Ukraine : pourquoi les Européens ne jouent-ils pas la carte de la paix qui se cherche un chemin ?
Alors que Kiev vacille, Washington et Moscou négocient, laissant les Européens sans prise sur la fin possible du conflit. Depuis l'élection de Trump, les négociations entre Washington et Moscou pour mettre un terme à la guerre en Ukraine n’ont jamais cessé. Elles ont avancé dans la continuité des premiers échanges menés en Arabie saoudite et Anchorage.

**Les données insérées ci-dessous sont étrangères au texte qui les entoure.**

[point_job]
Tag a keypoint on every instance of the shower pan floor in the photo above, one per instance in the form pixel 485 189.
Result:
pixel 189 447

Les excès de colère de Trump relèvent davantage de la communication que de divergences réelles. Ils visent avant tout les opinions occidentales, les dirigeants européens et un Congrès largement va-t-en-guerre, afin de préserver la marge de manœuvre de la diplomatie américaine.
Ces négociations illustrent le lent mais certain désengagement des États-Unis de la guerre en Ukraine. Washington transmet progressivement à une UE dépassée — dirigée par des responsables sans vision stratégique, prisonniers de postures martiales — l’immense fardeau politique, militaire et financier du conflit. Alors que le "quarteron" européen multiplie les déclarations belliqueuses vis à vis de Moscou, jusqu’aux propos délirants du chef d’état-major français, le général Fabien Mandon, appelant à se préparer à une guerre contre la Russie dans trois ou quatre ans et à « sacrifier nos enfants », les États-Unis, eux, se repositionnent dans un monde désormais multipolaire.
Tout ce qui mettra fin à l'hécatombe ukrainienne dénommée par certains "boucherie" peut être considéré comme une bonne nouvelle - sauf si cela peut créer les conditions d'une nouvelle guerre de plus grande ampleur dans quelques années. Mais rien ne laisse voir une telle perspective aussi sombre d'autant que la menace russe relève plus de l'affabulation irresponsable visant à faire accepter l'austérité au nom de l'économie de guerre.
La Russie s'était engagée dans son "opération militaire spéciale " en Ukraine le 24 février 2024, pour "neutraliser, démilitariser et dénazifier" le pays, et trois ans et demi plus tard, elle n'y ait pas parvenu. Certes elle a atteint ses objectifs premiers : débloquer la Crimée, briser le siège de la ville de Donetsk qui durait depuis 2014, récupérer le contrôle total des rives de la Mer d'Azov, et annexer quatre provinces russophones : Donetsk, Lougansk, Zaporojie, Kherson, totalisant avec la Crimée environ 20 % du territoire de l'Ukraine de 2014 ... Ces objectifs étant atteints, la Russie s'est engagée dans une guerre d'usure et d'attente devant une autorité ukrainienne en grande difficulté militaire, économique et morale mais qui refuse de reconnaître la défaite. Au rythme actuel de sa progression sur le terrain, il faudrait un siècle à la Russie pour parvenir à Kiev mais cela n'est pas l'objectif majeur de la Russie.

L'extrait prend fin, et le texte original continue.